圭子さんは入院して手術を受けましたが、その後、薬と放射線治療の影響から肺炎になってさらにひと月入院することに。折しも上の娘さんが大学受験、下の娘さんが高校受験というダブル受験のさなかでした。
「母親としてそばにいて支えてやることができないのが辛かったですね。娘が泣いて電話してきた時にはひたすら話を聞いて、面会に来てくれた時には『がんばって』と抱きしめて、心で応援するしかありません。家族4人、SNSのグループで毎日メッセージのやり取りをしました。早く退院したくて仕方なかったです」
そんな中、不登校だった娘さんとの間にちょっとしたいさかいが起こります。今思うと、それは圭子さん親子のその後のあり方を決めるできごとでした。
思い切って本心を伝える
「娘が家庭教師の先生との時間を『だるいから休む』と言ってきたんです。それまで何かあると私が先生にお休みの連絡をしていたんですが、その時は娘に自分で連絡するように言いました。『受験して本当に高校に行きたいなら、今ちゃんとやらないとだめだよ。お母さんに嫌な役をさせないで、先生には自分で言いなさい』って」
圭子さんは娘さんに愛のムチを放ったのです。これは一つの賭けでもありました。悪く出れば、娘さんは「じゃあ受験しない」と言いかねません。今まで頑張ってきた取り組みも水の泡になります。でも、圭子さんは「ここで自分の思いを伝えなければ一生この子は不登校から抜け出せないかも」と思ったのです。

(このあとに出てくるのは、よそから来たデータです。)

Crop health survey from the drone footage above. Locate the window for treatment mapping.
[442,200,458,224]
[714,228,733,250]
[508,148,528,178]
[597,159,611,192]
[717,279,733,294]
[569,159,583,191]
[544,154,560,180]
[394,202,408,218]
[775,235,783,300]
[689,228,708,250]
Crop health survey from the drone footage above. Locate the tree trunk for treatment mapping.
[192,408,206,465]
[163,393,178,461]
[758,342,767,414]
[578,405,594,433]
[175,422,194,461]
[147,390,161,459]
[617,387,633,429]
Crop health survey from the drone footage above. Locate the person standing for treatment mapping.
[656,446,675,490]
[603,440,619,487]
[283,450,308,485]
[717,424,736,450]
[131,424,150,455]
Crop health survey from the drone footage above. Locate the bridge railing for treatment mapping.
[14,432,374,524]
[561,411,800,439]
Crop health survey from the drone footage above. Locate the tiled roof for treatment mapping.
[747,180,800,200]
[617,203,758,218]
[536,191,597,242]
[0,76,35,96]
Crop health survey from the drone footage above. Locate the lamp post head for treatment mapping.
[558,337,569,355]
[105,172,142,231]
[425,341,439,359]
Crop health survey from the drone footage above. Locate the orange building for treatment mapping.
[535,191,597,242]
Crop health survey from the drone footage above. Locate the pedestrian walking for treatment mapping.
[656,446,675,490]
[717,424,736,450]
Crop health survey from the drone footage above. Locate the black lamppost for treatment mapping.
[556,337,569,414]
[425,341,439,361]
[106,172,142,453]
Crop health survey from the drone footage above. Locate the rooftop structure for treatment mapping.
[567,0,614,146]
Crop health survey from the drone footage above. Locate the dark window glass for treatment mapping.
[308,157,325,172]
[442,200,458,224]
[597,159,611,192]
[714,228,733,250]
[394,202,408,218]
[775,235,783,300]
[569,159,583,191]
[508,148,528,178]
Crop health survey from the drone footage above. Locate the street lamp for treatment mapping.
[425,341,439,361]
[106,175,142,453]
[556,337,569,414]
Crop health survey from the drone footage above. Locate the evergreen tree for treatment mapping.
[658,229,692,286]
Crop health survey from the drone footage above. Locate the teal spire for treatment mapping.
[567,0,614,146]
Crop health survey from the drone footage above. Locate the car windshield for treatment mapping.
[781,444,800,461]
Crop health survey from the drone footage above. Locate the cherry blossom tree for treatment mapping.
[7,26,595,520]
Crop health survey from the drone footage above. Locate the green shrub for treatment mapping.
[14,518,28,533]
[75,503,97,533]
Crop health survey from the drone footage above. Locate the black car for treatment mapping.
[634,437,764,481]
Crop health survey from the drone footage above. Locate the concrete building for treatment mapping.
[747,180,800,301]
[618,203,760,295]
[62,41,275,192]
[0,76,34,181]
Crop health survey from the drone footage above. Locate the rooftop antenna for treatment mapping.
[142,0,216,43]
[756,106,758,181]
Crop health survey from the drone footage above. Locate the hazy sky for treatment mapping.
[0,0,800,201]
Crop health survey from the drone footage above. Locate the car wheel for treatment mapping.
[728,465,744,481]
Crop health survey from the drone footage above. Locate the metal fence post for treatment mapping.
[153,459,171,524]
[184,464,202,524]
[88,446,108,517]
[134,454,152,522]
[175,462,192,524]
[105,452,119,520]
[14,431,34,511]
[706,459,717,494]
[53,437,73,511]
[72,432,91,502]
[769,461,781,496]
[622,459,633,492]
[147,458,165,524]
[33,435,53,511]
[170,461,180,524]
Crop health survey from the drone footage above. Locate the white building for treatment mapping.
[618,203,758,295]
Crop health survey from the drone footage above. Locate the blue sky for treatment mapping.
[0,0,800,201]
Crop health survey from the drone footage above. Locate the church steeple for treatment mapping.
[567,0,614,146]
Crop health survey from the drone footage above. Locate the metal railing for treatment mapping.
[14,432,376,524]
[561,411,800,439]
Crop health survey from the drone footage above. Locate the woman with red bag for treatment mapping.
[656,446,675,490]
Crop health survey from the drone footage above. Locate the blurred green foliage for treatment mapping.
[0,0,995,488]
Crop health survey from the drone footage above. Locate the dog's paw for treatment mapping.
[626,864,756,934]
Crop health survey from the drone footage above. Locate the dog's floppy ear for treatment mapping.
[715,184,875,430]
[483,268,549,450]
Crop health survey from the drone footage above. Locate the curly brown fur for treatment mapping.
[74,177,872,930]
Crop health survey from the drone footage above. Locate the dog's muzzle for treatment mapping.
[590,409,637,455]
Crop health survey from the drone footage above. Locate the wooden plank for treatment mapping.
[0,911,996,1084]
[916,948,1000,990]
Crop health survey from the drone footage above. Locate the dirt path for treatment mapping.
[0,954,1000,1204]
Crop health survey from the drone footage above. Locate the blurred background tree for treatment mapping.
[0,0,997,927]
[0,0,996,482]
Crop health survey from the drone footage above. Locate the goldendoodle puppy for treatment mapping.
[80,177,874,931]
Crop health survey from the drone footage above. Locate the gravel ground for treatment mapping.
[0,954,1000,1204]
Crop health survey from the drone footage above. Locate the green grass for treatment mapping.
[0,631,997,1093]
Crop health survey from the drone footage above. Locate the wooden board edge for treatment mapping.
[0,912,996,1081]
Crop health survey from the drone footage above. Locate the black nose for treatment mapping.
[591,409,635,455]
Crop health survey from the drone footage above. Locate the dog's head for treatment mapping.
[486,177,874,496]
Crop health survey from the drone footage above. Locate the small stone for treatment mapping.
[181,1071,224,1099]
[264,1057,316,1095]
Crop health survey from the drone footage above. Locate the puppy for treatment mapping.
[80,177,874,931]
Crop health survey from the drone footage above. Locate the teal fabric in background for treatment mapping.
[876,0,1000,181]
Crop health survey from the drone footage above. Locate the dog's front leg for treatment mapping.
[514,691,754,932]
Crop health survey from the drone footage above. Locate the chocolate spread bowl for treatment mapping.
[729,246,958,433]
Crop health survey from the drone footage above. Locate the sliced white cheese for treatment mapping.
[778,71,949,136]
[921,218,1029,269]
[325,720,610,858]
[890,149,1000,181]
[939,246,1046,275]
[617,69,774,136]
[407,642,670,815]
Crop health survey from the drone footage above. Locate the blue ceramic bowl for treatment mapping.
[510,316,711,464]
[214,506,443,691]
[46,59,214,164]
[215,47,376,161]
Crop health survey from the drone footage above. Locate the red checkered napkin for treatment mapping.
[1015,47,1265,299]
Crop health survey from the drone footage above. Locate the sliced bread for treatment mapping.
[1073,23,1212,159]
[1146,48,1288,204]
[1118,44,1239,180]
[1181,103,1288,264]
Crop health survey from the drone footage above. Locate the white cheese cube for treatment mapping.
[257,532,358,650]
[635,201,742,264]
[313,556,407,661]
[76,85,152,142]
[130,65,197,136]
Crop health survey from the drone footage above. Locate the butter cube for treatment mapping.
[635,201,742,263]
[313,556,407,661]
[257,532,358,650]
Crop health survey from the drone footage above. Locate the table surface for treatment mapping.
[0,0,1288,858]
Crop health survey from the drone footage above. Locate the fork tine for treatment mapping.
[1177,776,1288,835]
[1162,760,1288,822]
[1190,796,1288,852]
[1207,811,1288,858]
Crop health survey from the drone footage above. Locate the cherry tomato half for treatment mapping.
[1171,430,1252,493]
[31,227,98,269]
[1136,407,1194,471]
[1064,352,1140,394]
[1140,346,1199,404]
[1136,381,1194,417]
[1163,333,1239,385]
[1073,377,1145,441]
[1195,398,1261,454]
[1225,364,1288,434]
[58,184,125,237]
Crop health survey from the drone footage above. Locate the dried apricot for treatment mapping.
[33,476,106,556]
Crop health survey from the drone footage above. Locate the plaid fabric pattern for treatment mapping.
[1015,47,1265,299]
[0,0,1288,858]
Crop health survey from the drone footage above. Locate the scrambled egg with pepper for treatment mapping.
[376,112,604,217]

失敗は許されません。病室にいるので失敗した時のフォローもできません。不安でいっぱいだった圭子さんは、娘さんに電話する前に、話すことをノートにまとめました。
子どもに言いたいことは何なのか、なぜそれを今言わなければならないのか、自分が抱えている不安は何なのか、心の中にあったことをすべて書き出しました。そして、娘さんに伝わるように言葉を選び、会話をシミュレーションしました。
圭子さんのとったこの行動は、思ったことを感情のままに伝えて険悪になる思春期の親子関係においてとても有効です。